Detecting Overflow in Compressed Token Representations for Retrieval-Augmented Generation
AI 摘要
论文研究了压缩表征在RAG中信息溢出的问题,并提出了检测方法,以提高长文本处理能力。
主要贡献
- 定义了token overflow的概念
- 提出了检测token overflow的方法论
- 证明了query-aware检测器能有效缓解压缩带来的误差
方法论
论文提出了基于饱和度统计和轻量级探测分类器的两种检测方法,并验证了query信息的有效性。
原文摘要
Efficient long-context processing remains a crucial challenge for contemporary large language models (LLMs), especially in resource-constrained environments. Soft compression architectures promise to extend effective context length by replacing long token sequences with smaller sets of learned compressed tokens. Yet, the limits of compressibility -- and when compression begins to erase task-relevant content -- remain underexplored.
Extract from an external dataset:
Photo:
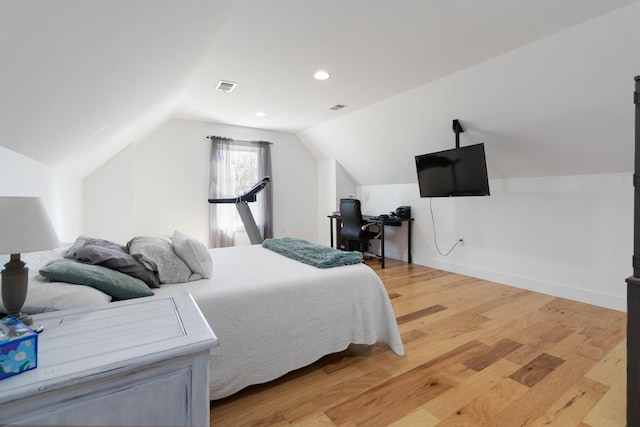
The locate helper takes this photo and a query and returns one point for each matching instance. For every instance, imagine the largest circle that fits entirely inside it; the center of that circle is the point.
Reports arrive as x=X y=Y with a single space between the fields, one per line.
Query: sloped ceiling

In this paper, we define \emph{token overflow} as a regime in which compressed representations no longer contain sufficient information to answer a given query, and propose a methodology to characterize and detect it. In the xRAG soft-compression setting, we find that query-agnostic saturation statistics reliably separate compressed from uncompressed token representations, providing a practical tool for identifying compressed tokens but showing limited overflow detection capability. Lightweight probing classifiers over both query and context xRAG representations detect overflow with 0.72 AUC-ROC on average on HotpotQA, SQuADv2, and TriviaQA datasets, demonstrating that incorporating query information improves detection performance. These results advance from query-independent diagnostics to query-aware detectors, enabling low-cost pre-LLM gating to mitigate compression-induced errors.